Madame la ministre, en préparant l’examen de cette proposition de loi, je suis tombé sur un article de Capital, intitulé : « Économies massives en vue pour Sanofi, arrêt de la recherche dans le diabète ». Pourquoi ? « Sanofi annonce l’arrêt des activités de recherche dans le diabète. Sanofi se donne pour objectif d’augmenter d’environ 50 % son cash-flow ». L’objectif n’est donc plus industriel. Il est purement financier. Paul Hudson, le nouveau PDG déclare ailleurs qu’il ne voit plus d’avenir pour l’innovation dans le domaine du diabète et des maladies cardiovasculaires.
Depuis dix ans, Sanofi a supprimé un tiers de ses chercheurs dans le monde, et un tiers en France : 4 000 dans le monde, 2 000 en France. Cela pourrait se comprendre si l’entreprise rencontrait des difficultés. Mais, dans le même temps, en 2019, Sanofi a versé 3,8 milliards de dividendes à ses actionnaires ! J’ai fait le calcul : cela représente cinquante années de Téléthon. Cinquante années de Téléthon pour une année de dividendes aux actionnaires. Ce sont autant de milliards qui ne seront pas consacrés à la recherche sur les maladies orphelines, sur l’épilepsie, sur l’autisme, sur les maladies cardiovasculaires, sur le diabète.
La recherche est massacrée sur l’autel des actionnaires. Ceux-ci passent avant les patients, et en l’occurrence avant les diabétiques. D’ailleurs, ceux-ci ont organisé une protestation, il y a trois semaines, devant le siège de Sanofi.
On peut dire que l’insuline raconte une histoire du capitalisme, une histoire de la voracité. Il y a près d’un siècle, quatre chercheurs de Toronto, Mac Leod, Best, Banting et Collip, découvrent l’insuline. Grâce à elle, on ne meurt plus du diabète. Un siècle plus tard, ce produit est devenu une rente pour des labos, Novo, Eli Lilly et Sanofi, qui ne se font pas vraiment concurrence. C’est 70 euros la dose en France, et c’est la sécu qui paye, soit ; aux États-Unis, ou dans les pays du Sud, les pauvres n’accèdent toujours pas aux traitements et continuent d’en mourir – là-bas, Sanofi est dénoncé. Une telle situation est une trahison de l’œuvre des Quatre de Toronto.

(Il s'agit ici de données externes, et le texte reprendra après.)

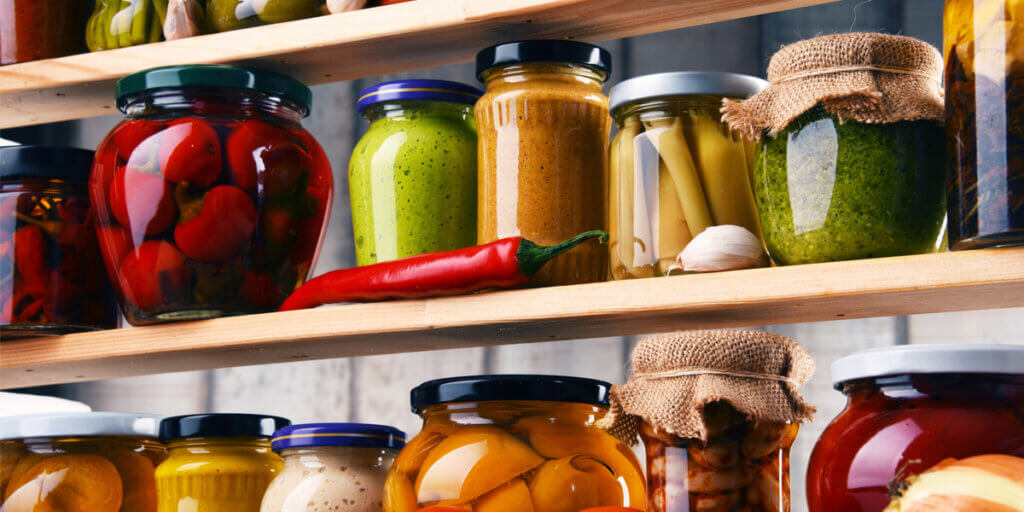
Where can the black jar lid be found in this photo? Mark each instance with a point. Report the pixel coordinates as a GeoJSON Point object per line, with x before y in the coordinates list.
{"type": "Point", "coordinates": [510, 387]}
{"type": "Point", "coordinates": [220, 425]}
{"type": "Point", "coordinates": [544, 50]}
{"type": "Point", "coordinates": [212, 76]}
{"type": "Point", "coordinates": [48, 162]}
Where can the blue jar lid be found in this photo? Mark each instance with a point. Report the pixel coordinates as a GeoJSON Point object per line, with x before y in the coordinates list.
{"type": "Point", "coordinates": [430, 90]}
{"type": "Point", "coordinates": [338, 434]}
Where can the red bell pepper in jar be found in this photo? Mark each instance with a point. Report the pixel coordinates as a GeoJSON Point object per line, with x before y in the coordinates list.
{"type": "Point", "coordinates": [504, 263]}
{"type": "Point", "coordinates": [215, 226]}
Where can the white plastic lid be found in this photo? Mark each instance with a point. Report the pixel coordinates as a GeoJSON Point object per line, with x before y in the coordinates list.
{"type": "Point", "coordinates": [79, 424]}
{"type": "Point", "coordinates": [908, 359]}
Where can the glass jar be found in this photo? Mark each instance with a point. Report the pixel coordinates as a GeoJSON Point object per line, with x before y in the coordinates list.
{"type": "Point", "coordinates": [211, 198]}
{"type": "Point", "coordinates": [51, 273]}
{"type": "Point", "coordinates": [675, 169]}
{"type": "Point", "coordinates": [95, 462]}
{"type": "Point", "coordinates": [544, 130]}
{"type": "Point", "coordinates": [332, 466]}
{"type": "Point", "coordinates": [828, 189]}
{"type": "Point", "coordinates": [119, 24]}
{"type": "Point", "coordinates": [907, 409]}
{"type": "Point", "coordinates": [217, 462]}
{"type": "Point", "coordinates": [984, 51]}
{"type": "Point", "coordinates": [512, 440]}
{"type": "Point", "coordinates": [413, 175]}
{"type": "Point", "coordinates": [742, 466]}
{"type": "Point", "coordinates": [223, 15]}
{"type": "Point", "coordinates": [31, 30]}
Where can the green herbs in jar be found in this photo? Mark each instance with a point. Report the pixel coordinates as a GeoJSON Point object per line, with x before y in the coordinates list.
{"type": "Point", "coordinates": [828, 189]}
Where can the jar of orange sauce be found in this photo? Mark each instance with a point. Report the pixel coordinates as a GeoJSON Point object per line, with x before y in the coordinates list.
{"type": "Point", "coordinates": [217, 462]}
{"type": "Point", "coordinates": [94, 462]}
{"type": "Point", "coordinates": [543, 139]}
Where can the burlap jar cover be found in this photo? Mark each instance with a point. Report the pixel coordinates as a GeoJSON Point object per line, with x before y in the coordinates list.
{"type": "Point", "coordinates": [870, 78]}
{"type": "Point", "coordinates": [676, 375]}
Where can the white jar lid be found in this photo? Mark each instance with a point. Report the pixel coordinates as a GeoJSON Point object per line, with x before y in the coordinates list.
{"type": "Point", "coordinates": [908, 359]}
{"type": "Point", "coordinates": [79, 424]}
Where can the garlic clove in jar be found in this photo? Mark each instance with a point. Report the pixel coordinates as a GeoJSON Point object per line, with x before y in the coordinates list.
{"type": "Point", "coordinates": [336, 6]}
{"type": "Point", "coordinates": [722, 248]}
{"type": "Point", "coordinates": [183, 18]}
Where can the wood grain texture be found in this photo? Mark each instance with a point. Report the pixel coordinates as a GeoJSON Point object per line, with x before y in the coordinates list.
{"type": "Point", "coordinates": [363, 43]}
{"type": "Point", "coordinates": [947, 282]}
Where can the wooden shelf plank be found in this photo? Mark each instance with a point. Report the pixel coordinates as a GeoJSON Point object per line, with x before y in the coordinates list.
{"type": "Point", "coordinates": [937, 283]}
{"type": "Point", "coordinates": [364, 43]}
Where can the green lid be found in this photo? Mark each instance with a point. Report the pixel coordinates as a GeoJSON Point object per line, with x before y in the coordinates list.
{"type": "Point", "coordinates": [228, 77]}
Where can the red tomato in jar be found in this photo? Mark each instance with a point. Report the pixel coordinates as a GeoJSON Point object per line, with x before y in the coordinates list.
{"type": "Point", "coordinates": [189, 151]}
{"type": "Point", "coordinates": [155, 273]}
{"type": "Point", "coordinates": [143, 203]}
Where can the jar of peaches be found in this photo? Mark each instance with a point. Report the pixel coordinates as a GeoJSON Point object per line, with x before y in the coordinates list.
{"type": "Point", "coordinates": [95, 462]}
{"type": "Point", "coordinates": [522, 442]}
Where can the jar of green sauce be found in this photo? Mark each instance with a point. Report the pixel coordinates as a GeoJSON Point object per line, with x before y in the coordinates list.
{"type": "Point", "coordinates": [413, 176]}
{"type": "Point", "coordinates": [828, 189]}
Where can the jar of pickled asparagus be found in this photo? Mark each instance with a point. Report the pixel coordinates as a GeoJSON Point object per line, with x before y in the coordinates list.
{"type": "Point", "coordinates": [984, 79]}
{"type": "Point", "coordinates": [513, 442]}
{"type": "Point", "coordinates": [675, 168]}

Est-ce là un modèle à proposer aux Français ? Est-ce moral ? Est-ce un choix honorable ? Oui, je parle d’honneur, parce que j’ai découvert que, le 1er janvier dernier, Serge Weinberg avait été fait commandeur de la légion d’honneur. Comment peut-on expliquer que le dirigeant d’une entreprise comme celle-là, qui se comporte comme celle-là, qui met les profits avant la vie – comme l’histoire de la Dépakine comme celle du diabète le montrent – soit ainsi récompensé, décoré ? J’aimerais une explication.